Critics’ Picks

Marcella Cabutti, Solar pieces, 2021, stone and clay spheres from Sierra La Bachicha, 4 x 8 x 4".

Marcella Cabutti, Solar pieces, 2021, stone and clay spheres from Sierra La Bachicha, 4 x 8 x 4".

Buenos Aires

Marcela Cabutti

Del Infinito
Av. Pte Quintana 325 PB
July 16–September 3, 2021

In 2020, Marcela Cabutti was invited to make a work in Balcarce, Argentina. The site of a long-ago meteor impact, the city is rumored to have a strange energy. What’s more, Balcarce is located on part of the Río de la Plata Craton, a 2,200-million-year-old Precambric territory that has the same geological composition as Namibia, with which it was once joined. Determined to tap into this energy, but also to keep her environmental impact to a minimum, Cabutti took samples of clay, kaolin, and stones from the neighboring quarries to design small-scale models for larger sculptures to be realized later at Balcarce.

These models form the basis of Cabutti’s solo exhibition, “Balcarce, Topographic Memories of a Landscape.” For the wall-mounted triptych of her “Geo Impact” series (all works 2021), the artist bought thin stone plates mottled with sedimentary strata in shades of black and light brown. Atop these surfaces, she placed a constellation of spheres modeled in clay from Sierra La Barrosa and kaolin from the abandoned Sierra La Bachicha quarry. Solar piece I and II flank a spotlight with two small shelflike plinths that jut from the wall. Atop each is a natural rock whose shadow is carefully outlined with a trail of small clay orbs. Stone Rain strings up a mobile of granite stone shards in various sizes, the remnants of blasting within the quarries, while Dynamite Bubble threads explosive wires into a delicate crystal bulb.

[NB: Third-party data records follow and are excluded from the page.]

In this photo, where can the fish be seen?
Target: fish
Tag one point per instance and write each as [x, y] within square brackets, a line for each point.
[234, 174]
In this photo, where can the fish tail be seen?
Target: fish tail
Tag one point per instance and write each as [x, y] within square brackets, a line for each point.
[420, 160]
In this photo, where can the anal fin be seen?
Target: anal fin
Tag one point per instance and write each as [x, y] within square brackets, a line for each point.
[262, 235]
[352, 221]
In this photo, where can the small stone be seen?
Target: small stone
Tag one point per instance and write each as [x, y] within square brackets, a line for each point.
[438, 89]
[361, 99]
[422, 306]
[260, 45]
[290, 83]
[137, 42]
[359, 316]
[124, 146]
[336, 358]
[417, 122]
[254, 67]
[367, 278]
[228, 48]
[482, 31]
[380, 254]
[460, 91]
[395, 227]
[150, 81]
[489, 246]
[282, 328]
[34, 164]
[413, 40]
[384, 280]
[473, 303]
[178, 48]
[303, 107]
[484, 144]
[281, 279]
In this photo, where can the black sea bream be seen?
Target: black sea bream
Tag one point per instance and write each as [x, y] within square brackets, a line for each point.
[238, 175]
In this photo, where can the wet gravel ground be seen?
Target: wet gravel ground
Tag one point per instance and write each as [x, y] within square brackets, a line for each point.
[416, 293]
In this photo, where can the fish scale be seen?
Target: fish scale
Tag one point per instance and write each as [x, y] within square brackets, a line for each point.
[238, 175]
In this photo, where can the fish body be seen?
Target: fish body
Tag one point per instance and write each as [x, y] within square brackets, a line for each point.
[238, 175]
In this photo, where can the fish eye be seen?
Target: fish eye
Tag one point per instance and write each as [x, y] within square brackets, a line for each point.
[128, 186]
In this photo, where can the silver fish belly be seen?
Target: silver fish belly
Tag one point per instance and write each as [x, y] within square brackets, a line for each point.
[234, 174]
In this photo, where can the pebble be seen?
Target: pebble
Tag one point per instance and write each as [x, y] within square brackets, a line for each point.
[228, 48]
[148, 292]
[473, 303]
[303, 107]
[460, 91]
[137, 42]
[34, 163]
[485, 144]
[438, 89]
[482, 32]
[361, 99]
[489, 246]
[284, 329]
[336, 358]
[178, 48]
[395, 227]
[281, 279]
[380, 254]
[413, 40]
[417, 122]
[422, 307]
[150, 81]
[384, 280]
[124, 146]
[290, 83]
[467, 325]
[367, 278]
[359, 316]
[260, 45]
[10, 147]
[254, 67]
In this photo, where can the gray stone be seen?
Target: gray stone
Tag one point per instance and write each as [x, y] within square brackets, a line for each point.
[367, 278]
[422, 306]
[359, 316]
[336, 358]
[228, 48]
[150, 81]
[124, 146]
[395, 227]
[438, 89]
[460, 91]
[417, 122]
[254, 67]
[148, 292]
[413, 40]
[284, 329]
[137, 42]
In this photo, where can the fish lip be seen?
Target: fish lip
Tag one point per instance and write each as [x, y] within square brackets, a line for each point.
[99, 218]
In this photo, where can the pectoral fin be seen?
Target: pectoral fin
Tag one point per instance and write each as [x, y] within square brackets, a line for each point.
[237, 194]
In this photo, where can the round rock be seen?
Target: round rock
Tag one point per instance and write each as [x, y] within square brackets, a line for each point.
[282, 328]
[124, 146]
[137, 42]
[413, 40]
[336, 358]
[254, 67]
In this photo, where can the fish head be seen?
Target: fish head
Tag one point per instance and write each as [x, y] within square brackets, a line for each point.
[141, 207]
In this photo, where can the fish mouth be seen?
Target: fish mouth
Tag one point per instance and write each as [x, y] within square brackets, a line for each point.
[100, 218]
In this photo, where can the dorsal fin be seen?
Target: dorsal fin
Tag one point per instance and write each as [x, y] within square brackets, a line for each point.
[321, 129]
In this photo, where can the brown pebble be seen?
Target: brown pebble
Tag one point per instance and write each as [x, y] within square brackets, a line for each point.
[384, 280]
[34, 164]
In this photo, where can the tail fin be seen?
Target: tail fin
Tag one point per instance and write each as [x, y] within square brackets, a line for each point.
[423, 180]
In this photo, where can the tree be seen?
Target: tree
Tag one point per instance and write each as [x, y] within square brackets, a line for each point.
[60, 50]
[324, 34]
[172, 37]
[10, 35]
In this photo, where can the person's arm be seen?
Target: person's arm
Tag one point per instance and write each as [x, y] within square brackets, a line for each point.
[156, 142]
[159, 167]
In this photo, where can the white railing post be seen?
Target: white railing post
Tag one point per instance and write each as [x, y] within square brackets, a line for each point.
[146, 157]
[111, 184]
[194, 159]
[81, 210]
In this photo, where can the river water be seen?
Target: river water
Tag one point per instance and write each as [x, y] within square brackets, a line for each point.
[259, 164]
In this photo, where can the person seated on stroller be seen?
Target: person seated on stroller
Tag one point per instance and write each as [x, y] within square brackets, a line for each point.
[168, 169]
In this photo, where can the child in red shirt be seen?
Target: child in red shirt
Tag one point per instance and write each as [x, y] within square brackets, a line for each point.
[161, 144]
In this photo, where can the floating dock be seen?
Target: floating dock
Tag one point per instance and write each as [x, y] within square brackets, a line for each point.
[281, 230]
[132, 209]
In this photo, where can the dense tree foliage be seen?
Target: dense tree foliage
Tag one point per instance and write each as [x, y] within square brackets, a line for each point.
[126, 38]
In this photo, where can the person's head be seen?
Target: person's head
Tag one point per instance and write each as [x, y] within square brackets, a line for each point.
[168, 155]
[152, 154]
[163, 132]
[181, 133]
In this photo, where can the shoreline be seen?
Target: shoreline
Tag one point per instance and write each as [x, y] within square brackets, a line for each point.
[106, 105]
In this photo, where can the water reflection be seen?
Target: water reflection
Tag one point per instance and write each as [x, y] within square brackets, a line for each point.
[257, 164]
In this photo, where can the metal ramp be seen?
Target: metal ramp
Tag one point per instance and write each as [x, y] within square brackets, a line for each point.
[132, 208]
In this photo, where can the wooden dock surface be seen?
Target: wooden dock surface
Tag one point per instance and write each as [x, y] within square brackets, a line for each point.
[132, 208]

Cabutti rounds these pieces out with a series of small installations adorning real branches with crystal leaves or, in the case of Tree with rain scene, black blown-glass spheres, the technique the artist is perhaps best known for. When this piece is realized in Balcarce, Cabutti will replace the glass with the more environmentally friendly material of clay, furthering her engagement with the landscape.